La lutte contre les deux cents familles, contre le fascisme et la guerre-pour la paix, le pain, la liberté et autres belles choses-est, ou bien un leurre, ou bien une lutte pour renverser le capitalisme. Le problème de la conquête révolutionnaire du pouvoir se pose devant les travailleurs français non pas comme un objectif lointain, mais comme la tâche de la période qui s’ouvre. Or, les chefs socialistes et communistes non seulement se refusent à procéder à la mobilisation révolutionnaire du prolétariat, mais ils s’y opposent de toutes leurs forces. En même temps qu’ils fraternisent avec la bourgeoisie, ils traquent et expulsent les bolcheviks [4] . Telle est la violence de leur haine de la révolution et de la peur qu’elle leur inspire ! Dans cette situation, le plus mauvais rôle est joué par les pseudo-révolutionnaires du type Marceau Pivert qui promettent de renverser la bourgeoisie, mais avec la permission de Léon Blum !

Toute la marche du mouvement ouvrier français au cours de ces douze dernières années a mis à l’ordre du jour la nécessité de créer un nouveau parti révolutionnaire.

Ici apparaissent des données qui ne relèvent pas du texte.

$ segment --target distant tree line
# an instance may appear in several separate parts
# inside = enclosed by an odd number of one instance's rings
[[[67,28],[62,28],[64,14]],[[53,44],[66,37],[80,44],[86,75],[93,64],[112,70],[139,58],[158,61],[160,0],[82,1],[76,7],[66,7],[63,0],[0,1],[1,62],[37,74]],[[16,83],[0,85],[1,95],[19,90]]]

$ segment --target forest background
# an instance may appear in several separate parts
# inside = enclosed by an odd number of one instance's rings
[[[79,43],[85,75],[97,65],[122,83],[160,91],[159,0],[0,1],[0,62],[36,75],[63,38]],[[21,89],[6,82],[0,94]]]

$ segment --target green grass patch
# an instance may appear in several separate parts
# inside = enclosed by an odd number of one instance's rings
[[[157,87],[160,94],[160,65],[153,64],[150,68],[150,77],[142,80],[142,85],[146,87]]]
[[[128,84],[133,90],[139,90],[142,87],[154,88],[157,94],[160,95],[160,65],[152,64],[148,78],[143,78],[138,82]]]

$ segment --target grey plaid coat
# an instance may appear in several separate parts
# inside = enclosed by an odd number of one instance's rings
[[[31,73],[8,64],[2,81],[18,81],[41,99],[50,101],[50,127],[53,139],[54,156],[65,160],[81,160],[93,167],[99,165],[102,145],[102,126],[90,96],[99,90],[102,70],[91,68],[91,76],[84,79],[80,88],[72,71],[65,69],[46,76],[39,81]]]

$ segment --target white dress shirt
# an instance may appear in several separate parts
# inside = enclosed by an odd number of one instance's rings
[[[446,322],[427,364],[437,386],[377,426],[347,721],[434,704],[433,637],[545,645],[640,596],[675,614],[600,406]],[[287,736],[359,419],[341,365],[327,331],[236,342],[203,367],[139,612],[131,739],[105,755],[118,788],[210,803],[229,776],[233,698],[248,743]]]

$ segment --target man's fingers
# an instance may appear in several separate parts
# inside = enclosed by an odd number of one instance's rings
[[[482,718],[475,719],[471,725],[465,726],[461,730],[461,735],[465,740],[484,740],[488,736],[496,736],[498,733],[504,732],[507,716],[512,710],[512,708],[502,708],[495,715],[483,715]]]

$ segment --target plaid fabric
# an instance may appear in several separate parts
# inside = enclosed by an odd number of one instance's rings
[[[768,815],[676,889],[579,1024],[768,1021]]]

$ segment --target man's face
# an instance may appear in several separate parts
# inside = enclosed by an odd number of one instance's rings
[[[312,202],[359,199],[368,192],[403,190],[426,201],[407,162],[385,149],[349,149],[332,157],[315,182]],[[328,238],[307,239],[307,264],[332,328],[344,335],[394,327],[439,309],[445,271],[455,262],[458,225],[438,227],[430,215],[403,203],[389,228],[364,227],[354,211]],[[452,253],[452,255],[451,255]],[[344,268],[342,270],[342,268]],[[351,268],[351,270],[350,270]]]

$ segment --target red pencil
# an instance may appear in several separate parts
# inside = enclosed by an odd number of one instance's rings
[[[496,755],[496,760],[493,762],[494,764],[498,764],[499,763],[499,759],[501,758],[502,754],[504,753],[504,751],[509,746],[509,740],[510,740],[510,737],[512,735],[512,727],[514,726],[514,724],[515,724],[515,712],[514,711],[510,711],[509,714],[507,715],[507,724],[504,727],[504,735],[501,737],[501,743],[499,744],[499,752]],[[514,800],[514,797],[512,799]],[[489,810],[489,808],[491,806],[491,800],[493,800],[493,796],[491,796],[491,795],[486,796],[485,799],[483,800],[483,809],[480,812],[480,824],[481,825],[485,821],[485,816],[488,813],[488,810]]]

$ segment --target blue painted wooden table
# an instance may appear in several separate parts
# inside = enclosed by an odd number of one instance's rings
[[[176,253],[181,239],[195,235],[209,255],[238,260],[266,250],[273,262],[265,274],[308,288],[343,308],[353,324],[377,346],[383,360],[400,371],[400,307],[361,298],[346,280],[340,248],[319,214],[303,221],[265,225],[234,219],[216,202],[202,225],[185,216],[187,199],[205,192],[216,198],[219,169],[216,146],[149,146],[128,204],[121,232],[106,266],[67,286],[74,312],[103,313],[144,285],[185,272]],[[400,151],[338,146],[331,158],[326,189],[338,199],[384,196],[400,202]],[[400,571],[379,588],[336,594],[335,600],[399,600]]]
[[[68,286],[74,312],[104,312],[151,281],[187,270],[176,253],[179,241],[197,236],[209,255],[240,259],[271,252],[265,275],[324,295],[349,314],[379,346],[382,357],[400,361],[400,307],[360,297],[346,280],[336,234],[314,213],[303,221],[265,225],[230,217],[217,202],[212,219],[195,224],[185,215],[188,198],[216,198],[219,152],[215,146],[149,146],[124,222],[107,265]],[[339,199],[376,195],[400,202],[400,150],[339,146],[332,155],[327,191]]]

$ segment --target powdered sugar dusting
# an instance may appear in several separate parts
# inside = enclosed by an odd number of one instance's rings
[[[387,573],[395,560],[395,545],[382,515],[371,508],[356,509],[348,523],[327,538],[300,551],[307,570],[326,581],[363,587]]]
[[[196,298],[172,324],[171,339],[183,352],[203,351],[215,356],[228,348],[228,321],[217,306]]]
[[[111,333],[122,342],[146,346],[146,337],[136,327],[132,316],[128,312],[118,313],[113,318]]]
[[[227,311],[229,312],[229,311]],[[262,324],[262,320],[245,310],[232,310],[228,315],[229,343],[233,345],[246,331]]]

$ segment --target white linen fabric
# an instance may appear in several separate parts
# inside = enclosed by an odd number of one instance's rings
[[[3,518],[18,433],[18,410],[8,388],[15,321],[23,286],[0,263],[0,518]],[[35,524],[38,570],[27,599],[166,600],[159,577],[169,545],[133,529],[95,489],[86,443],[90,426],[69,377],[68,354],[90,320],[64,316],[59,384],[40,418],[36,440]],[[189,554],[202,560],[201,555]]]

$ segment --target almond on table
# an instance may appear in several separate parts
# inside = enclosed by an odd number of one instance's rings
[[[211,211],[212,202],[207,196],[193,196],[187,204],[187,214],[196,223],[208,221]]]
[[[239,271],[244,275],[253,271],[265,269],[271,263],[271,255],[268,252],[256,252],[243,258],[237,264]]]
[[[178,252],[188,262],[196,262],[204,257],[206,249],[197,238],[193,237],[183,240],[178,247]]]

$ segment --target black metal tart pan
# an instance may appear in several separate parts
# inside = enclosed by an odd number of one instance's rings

Vouloir deviner si les événements laisseront "suffisamment" de temps pour fonder le nouveau parti, c’est se livrer à la plus stérile des occupations. Les ressources de l’Histoire en ce qui concerne les possibilités diverses, les formes de transition, les étapes, les accélérations et les retards sont inépuisables. Sous l’empire des difficultés économiques, le fascisme peut prendre prématurément l’offensive et subir une défaite. Un répit durable en résulterait. Au contraire, il peut par prudence adopter trop longtemps une attitude d’attente et de ce fait offrir de nouvelles chances aux organisations révolutionnaires. Le Front populaire peut se briser sur ses propres contradictions avant que le fascisme soit capable de livrer une bataille générale : il en résulterait une période de regroupement et de scissions dans les partis ouvriers et une cristallisation rapide d’une avant-garde révolutionnaire. Les mouvements spontanés des masses, selon l’exemple de Toulon et de Brest, peuvent prendre une grande ampleur et créer un point d’appui solide pour le levier révolutionnaire. Enfin, même une victoire du fascisme en France, qui, théoriquement, n’est pas impossible, ne veut pas dire que celui-ci resterait au pouvoir un millier d’années, comme Hitler l’annonce, ni que cette victoire créerait une situation comparable à celle dont a bénéficié Mussolini. Si le crépuscule du fascisme commençait en Italie ou en Allemagne, il ne tarderait pas à s’étendre à la France. Dans l’hypothèse la moins favorable, construire un parti révolutionnaire, c’est hâter l’heure de la revanche. Les sages qui se débarrassent de cette tâche urgente en prétendant que les "conditions ne sont pas mûres" démontrent seulement qu’ils ne sont pas mûrs eux-mêmes pour ces conditions.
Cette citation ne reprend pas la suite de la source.